Only last month BP put out tenders requesting "expression of interest" from international contractors to provide well services to support the company's imminent exploration programmes in the onshore Ghadames and offshore Sirt blocks. Contractor's applications had to be in by July 22.

If Megrahi goes back to Libya, and the prospect of Lockerbie being re-examined conveniently fades, there are expectations in some parts of the oil industry that bureaucratic delays in the exploration programme will ease and the prospect of swift access to Libya's 42 billion barrels of oil reserves will improve.

Other analysts say Megrahi in jail or out, still in Scotland or back home, will have no bearing on BP's enterprises in Libya.

But whatever the potency of the mix of oil and politics, for Gaddafi the return of al-Megrahi will be a massive and timely success.

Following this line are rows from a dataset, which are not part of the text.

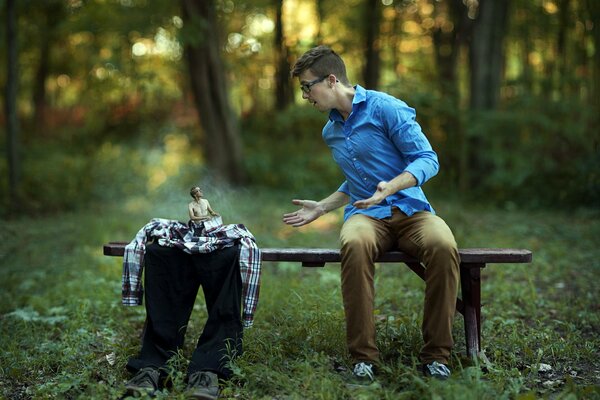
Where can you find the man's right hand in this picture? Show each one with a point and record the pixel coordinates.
(310, 211)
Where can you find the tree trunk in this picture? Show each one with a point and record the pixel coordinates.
(372, 48)
(448, 45)
(222, 144)
(12, 125)
(283, 88)
(486, 56)
(39, 90)
(486, 53)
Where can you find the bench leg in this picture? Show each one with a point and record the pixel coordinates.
(470, 280)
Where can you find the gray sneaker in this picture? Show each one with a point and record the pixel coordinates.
(203, 385)
(145, 381)
(363, 376)
(436, 370)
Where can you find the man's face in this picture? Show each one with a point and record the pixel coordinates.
(315, 90)
(197, 193)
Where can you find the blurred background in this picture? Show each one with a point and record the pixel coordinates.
(105, 100)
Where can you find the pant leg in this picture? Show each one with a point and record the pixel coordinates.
(221, 337)
(171, 285)
(427, 237)
(362, 239)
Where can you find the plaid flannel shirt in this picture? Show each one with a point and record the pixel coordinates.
(214, 236)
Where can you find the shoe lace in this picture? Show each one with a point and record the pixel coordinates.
(199, 379)
(436, 368)
(364, 370)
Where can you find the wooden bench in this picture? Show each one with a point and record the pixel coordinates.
(472, 262)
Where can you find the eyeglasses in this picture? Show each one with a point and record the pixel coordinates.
(305, 87)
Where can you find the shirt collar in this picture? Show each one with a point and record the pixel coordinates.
(360, 95)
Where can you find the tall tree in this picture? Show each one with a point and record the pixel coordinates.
(12, 126)
(51, 14)
(222, 143)
(283, 88)
(486, 59)
(371, 71)
(486, 53)
(448, 42)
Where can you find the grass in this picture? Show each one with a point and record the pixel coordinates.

Although regarded as Libya's dictator, Gaddafi rules through the General People's Congress. Knowing which way the political wind in Libya is blowing is crucial for Gaddafi to maintain his popularity.

He is a member of the Gaddadfa tribe, and rules a country where tribal politics remains important. Megrahi is said to be an important member of the Magariha tribe. For Gaddafi to be able to announce his return on the 40th anniversary of the coup which brought him to power will be a crucial re-affirmation of his authority and a popularity.

The release and welcome home celebrations will also signal a chapter of success in Gaddafi's process of ending Libya's international exile.

One legal analyst warns that the potential return of Megrahi - even with the US Secretary of State, Hilary Clinton, urging the Scottish government that he should serve out his sentence in Scotland - should not be seen in isolation. "This is just the latest chapter that began in 2003 with Libya openly abandoning its nuclear weapons programme," he said.

"There has been a Libyan agreement on compensation for the victims of the bombing, the 2007 deal on prisoner exchange, the commercial agreements brokered by Tony Blair, on oil and gas with BP."